At the same time, the percentage of European test takers who send their GMAT scores to U.S. schools is declining. In the one-year period ending on June 30, just 37% of GMAT examinees in Europe sent their scores to American MBA programs, compared to more than 60% a decade ago.
Obviously, the pendulum is swinging away from U.S. schools right now, but why? GMAC offers one possible reason:
Because one-year programs dominate the European marketplace, they may be especially attractive to both students motivated to get the most they can for their money, time and energy, and those trying to time their studies strategically, [Alex Chisholm, GMAC senior research analyst,] said.
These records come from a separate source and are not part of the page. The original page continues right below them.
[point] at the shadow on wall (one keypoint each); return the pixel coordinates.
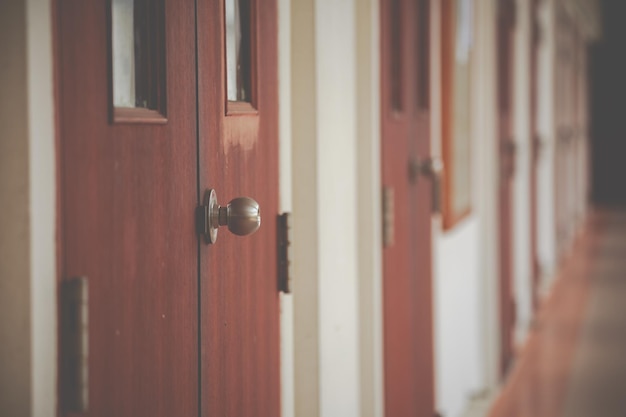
(608, 107)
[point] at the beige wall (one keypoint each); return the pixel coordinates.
(15, 303)
(27, 194)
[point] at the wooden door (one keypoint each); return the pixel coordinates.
(239, 157)
(506, 144)
(407, 194)
(176, 327)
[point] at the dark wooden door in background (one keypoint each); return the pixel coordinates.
(507, 152)
(407, 277)
(176, 327)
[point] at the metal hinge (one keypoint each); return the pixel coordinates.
(75, 344)
(283, 232)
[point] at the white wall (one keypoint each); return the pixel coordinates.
(27, 192)
(325, 148)
(546, 238)
(522, 262)
(465, 267)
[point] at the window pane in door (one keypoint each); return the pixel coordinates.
(238, 50)
(138, 53)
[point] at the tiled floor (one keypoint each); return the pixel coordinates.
(574, 363)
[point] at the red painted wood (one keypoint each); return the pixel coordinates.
(506, 20)
(238, 156)
(168, 338)
(128, 197)
(407, 280)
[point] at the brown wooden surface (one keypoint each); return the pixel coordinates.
(177, 328)
(448, 47)
(128, 197)
(239, 157)
(506, 19)
(407, 280)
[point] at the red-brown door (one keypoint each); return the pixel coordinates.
(506, 144)
(176, 327)
(407, 195)
(238, 157)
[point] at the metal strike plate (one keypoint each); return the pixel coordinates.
(283, 226)
(75, 344)
(388, 217)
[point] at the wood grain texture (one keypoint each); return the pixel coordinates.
(239, 157)
(128, 198)
(407, 277)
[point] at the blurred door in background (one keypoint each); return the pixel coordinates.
(408, 175)
(507, 151)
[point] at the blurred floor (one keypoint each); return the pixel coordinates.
(574, 363)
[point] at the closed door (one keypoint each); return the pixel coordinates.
(160, 101)
(407, 179)
(507, 153)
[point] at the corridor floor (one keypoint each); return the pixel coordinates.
(574, 362)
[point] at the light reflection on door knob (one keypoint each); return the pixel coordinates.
(242, 215)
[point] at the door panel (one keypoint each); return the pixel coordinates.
(238, 157)
(407, 283)
(177, 327)
(128, 194)
(506, 19)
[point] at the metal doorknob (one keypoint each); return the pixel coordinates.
(242, 215)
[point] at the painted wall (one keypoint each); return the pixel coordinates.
(466, 280)
(325, 149)
(27, 192)
(522, 262)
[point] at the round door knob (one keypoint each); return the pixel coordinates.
(242, 215)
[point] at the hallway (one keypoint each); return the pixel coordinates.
(573, 364)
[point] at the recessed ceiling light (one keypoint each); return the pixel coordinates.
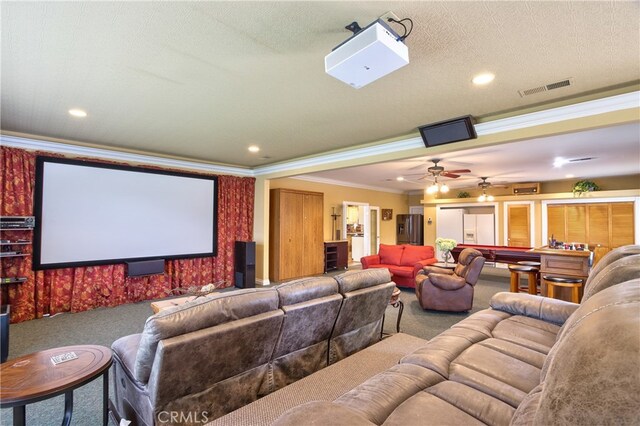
(559, 162)
(78, 113)
(484, 78)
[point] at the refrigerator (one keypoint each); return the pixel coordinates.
(409, 229)
(479, 229)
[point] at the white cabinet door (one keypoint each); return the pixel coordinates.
(485, 232)
(449, 225)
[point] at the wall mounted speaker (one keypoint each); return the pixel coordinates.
(245, 264)
(458, 129)
(145, 267)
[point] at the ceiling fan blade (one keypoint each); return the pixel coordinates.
(449, 175)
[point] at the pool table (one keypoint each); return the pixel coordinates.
(502, 254)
Graduate school may have provided a safe harbor in the weak global economy for the past two years, but today a one-year program may offer more flexibility for jumping back into the job market as employment conditions gradually improve.
Is the increased appetite for one-year programs a signal of optimism in the market? Or is there something more permanent taking place, with one-year programs set to become a more widely considered alternative vs. two-year programs in the coming decade. Only time will tell, although we’ve seen the MBA pendulum swing back and forth enough to know that everything is a short-term trend until proven otherwise.
If you are targeting U.S. business schools this year, is this good news for you? Could your chances dramatically improve as the pendulum swings towards European schools and applicants lose interest in U.S. schools? (On the flip side, if you’re targeting European MBA programs, has your job suddenly gotten a lot harder?) As we’ve written before, the number of applicants affects your chances far less than you might think. You are still much better off being a great applicant applying to HBS along with 9,000 others than a good applicant competing against 8,000 others.
Yes, in a few “with everything else being the same” cases, it hurts to have more competition, but at the end of the day the things you can do to help your chances the most are the same: target the right schools, create a compelling application story, max out your GMAT score, and submit terrific essays and letter of recommendation.